People have limited amount of computing power. So if you can assure that your organization is strong enough, that you're just not worth the play, that could potentially help. And here are three ways you could do that. So I call them immunize, equip, and humanize. I'm not going to stand still by equip, because there's many vendors out there who can do that better than I can. But I like to stand still by immunize. So this is a tip I heard from a CISO at a different company a long time ago that really marked me.
He said, have you heard the where is Waldo technique? I'm like, no. So he says, essentially, as a CISO, you pick one person per department or in your organization who will for a month consistently have to break a security rule. And if that person gets away with it unnoticed, that person gets 100 euro. If that person gets figured out by someone that that person was Waldo, then that person gets 100 euro. And all of a sudden, you've got people calling each other out with security in mind for the very meager price of 100 euro a month.

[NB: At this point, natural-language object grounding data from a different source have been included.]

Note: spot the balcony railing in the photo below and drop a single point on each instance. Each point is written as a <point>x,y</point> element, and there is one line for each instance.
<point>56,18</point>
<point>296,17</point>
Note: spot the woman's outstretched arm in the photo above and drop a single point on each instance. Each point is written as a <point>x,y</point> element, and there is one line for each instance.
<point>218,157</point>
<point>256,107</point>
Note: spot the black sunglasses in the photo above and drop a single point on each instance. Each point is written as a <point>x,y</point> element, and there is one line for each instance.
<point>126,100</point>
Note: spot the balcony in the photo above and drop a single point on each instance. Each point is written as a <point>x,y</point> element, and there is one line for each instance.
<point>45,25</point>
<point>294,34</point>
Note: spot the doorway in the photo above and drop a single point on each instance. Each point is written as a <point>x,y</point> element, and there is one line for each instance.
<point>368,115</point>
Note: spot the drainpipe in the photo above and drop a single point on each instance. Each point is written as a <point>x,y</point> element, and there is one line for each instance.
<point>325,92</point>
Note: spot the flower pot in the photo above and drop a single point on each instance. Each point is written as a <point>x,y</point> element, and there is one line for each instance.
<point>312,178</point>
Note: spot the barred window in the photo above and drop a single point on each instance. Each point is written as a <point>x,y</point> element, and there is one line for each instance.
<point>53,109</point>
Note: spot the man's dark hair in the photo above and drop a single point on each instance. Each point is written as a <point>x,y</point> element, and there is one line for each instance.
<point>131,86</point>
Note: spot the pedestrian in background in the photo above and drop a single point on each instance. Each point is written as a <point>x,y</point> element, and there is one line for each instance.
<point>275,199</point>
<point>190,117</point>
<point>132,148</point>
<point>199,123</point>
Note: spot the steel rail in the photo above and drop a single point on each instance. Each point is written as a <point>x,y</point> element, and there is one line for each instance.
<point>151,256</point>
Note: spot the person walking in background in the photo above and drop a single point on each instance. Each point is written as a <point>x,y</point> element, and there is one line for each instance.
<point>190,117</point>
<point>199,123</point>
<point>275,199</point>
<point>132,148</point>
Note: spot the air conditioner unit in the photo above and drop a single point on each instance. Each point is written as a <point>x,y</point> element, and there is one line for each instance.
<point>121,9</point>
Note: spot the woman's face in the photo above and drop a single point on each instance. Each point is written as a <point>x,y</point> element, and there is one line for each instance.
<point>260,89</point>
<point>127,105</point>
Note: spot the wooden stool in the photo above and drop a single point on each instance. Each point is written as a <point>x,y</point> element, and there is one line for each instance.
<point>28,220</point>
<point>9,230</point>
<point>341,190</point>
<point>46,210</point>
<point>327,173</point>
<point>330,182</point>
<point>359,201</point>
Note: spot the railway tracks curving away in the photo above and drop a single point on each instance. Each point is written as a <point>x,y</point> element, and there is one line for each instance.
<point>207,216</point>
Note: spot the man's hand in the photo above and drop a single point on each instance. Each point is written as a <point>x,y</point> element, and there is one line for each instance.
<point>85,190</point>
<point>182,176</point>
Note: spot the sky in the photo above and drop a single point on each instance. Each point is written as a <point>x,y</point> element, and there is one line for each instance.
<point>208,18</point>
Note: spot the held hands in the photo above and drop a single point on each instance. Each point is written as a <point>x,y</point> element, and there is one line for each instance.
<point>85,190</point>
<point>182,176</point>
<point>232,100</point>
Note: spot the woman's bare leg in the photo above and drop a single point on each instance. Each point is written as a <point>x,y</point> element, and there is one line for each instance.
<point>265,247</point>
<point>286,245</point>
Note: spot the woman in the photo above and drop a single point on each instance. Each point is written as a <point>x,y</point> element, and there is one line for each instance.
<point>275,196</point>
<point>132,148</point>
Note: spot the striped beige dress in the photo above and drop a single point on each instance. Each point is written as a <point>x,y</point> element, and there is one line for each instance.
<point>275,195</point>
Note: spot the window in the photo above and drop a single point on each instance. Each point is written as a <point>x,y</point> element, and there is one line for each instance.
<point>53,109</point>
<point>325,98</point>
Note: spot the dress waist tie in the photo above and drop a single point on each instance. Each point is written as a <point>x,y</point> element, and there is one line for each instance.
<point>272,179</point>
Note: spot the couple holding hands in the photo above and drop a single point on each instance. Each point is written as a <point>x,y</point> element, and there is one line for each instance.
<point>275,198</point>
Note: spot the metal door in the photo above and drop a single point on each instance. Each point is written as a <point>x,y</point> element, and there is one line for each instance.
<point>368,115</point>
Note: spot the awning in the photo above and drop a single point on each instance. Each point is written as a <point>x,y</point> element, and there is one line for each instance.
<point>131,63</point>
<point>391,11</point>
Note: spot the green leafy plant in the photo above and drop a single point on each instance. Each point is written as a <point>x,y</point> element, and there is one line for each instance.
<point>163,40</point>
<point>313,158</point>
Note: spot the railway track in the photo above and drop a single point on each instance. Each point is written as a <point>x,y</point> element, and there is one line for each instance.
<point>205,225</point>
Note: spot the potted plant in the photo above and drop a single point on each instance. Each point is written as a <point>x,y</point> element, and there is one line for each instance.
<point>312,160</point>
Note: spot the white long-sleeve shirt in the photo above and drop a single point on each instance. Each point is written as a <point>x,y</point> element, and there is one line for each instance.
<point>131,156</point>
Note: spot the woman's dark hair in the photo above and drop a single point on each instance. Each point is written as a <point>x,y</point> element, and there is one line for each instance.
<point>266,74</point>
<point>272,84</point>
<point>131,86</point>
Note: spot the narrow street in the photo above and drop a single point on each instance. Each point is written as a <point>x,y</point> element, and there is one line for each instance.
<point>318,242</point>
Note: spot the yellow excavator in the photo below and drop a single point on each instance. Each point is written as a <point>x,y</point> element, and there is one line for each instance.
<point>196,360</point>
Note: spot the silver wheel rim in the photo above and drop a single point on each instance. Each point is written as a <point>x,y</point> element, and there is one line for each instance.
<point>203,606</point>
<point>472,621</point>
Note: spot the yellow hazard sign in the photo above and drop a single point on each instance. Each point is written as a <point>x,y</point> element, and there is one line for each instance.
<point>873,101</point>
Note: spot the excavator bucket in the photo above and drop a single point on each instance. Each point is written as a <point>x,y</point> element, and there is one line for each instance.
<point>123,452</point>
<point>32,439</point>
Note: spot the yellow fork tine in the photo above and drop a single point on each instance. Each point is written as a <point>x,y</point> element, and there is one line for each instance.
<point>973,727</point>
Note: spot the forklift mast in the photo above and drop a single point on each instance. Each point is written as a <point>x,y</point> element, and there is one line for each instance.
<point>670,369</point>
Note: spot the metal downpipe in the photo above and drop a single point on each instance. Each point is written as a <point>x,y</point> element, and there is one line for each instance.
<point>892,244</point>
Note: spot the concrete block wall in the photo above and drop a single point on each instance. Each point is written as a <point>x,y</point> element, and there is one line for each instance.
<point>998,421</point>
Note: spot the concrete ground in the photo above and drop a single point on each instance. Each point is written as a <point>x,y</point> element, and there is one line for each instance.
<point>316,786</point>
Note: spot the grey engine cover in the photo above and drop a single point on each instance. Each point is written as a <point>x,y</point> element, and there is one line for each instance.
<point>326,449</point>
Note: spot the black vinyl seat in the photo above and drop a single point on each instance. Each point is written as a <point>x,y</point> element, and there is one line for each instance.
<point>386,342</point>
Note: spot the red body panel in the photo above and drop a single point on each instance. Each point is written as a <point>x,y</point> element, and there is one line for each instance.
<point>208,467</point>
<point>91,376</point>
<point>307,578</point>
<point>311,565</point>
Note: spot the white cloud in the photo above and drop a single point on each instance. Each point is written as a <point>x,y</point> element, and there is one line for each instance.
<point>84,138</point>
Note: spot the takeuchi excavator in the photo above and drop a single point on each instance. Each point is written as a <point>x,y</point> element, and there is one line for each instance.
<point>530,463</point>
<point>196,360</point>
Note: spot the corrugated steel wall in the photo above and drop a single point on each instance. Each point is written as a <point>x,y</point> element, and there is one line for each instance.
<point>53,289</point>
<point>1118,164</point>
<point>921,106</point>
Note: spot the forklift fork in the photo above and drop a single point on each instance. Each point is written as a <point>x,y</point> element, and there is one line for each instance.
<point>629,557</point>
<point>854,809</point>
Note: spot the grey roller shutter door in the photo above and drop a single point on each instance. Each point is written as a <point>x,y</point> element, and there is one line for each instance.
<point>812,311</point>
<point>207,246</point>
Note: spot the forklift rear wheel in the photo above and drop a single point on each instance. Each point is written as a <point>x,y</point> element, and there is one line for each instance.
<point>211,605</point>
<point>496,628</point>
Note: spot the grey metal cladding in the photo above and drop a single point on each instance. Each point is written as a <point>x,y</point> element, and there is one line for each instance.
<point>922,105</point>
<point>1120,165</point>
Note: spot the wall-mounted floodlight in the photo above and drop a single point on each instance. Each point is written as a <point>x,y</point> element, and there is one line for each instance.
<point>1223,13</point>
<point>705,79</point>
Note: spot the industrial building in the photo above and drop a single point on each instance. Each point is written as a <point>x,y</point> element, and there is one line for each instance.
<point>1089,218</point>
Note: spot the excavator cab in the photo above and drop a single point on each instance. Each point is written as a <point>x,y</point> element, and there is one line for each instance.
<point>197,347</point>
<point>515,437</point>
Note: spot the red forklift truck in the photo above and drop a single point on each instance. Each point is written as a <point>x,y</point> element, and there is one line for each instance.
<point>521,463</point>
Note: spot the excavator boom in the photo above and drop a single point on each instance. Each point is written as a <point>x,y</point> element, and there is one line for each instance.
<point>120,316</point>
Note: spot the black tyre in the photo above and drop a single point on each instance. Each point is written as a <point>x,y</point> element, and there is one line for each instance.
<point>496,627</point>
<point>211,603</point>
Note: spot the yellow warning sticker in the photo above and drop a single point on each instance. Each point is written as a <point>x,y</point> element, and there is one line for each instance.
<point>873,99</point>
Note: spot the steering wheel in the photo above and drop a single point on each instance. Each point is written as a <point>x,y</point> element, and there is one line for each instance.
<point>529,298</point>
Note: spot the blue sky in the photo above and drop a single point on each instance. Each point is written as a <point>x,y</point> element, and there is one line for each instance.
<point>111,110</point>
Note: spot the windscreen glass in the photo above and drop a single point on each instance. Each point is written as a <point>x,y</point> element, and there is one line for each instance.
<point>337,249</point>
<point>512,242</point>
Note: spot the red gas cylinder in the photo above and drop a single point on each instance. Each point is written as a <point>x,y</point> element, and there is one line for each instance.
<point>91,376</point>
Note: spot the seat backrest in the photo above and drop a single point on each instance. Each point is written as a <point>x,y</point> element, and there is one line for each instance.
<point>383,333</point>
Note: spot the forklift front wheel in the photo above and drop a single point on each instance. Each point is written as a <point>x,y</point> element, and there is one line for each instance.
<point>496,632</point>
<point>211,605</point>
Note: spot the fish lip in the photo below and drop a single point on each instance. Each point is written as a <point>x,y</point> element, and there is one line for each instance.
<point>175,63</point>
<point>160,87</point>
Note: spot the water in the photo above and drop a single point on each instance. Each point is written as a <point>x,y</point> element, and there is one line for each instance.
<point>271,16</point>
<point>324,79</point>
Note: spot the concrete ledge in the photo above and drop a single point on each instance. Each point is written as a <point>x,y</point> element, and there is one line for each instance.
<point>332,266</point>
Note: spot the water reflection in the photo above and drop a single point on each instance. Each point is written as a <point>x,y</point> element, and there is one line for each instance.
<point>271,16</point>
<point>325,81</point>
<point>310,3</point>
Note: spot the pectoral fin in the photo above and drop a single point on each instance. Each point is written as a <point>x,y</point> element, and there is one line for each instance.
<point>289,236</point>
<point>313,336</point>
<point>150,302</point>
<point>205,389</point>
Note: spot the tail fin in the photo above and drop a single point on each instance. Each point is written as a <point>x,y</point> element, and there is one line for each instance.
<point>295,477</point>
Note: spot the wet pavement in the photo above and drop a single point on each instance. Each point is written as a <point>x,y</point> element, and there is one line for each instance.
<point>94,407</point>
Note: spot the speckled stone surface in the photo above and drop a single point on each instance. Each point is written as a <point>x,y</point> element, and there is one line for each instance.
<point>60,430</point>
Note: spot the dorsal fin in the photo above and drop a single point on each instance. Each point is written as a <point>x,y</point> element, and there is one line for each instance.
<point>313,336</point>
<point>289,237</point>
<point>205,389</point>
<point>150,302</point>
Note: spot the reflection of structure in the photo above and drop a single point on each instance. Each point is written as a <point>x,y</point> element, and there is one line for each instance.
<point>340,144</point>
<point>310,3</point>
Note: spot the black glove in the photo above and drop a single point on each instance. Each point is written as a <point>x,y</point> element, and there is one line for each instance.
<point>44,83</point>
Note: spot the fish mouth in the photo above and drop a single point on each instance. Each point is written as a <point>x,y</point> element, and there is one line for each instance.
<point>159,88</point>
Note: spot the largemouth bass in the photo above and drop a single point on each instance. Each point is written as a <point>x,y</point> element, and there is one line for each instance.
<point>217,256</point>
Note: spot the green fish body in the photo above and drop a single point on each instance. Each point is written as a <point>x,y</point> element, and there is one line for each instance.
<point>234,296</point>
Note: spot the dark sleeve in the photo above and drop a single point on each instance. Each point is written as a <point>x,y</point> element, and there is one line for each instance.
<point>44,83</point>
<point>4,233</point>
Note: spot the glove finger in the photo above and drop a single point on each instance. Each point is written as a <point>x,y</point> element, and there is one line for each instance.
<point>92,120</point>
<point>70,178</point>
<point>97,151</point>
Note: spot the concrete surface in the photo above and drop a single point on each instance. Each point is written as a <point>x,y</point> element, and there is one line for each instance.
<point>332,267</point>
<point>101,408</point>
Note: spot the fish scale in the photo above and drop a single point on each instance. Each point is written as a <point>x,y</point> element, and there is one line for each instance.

And it's quite good, because people get enthusiastic about security. And this is the human layer we're talking about. And the last point I'd like to refer to the talk of Mike Newman just yesterday is security is collaborative. And that means that in the end of the day, it's a human story. All of this technology above, it's all distraction. Anything real things that matter are the things that happen between human beings. If you can humanize your organization, encourage people to pick up the phone in doubt, encourage people to talk to each other.
And by knowing each other well, you can potentially slow down the deepfake attacks and not be worth the play. Thank you.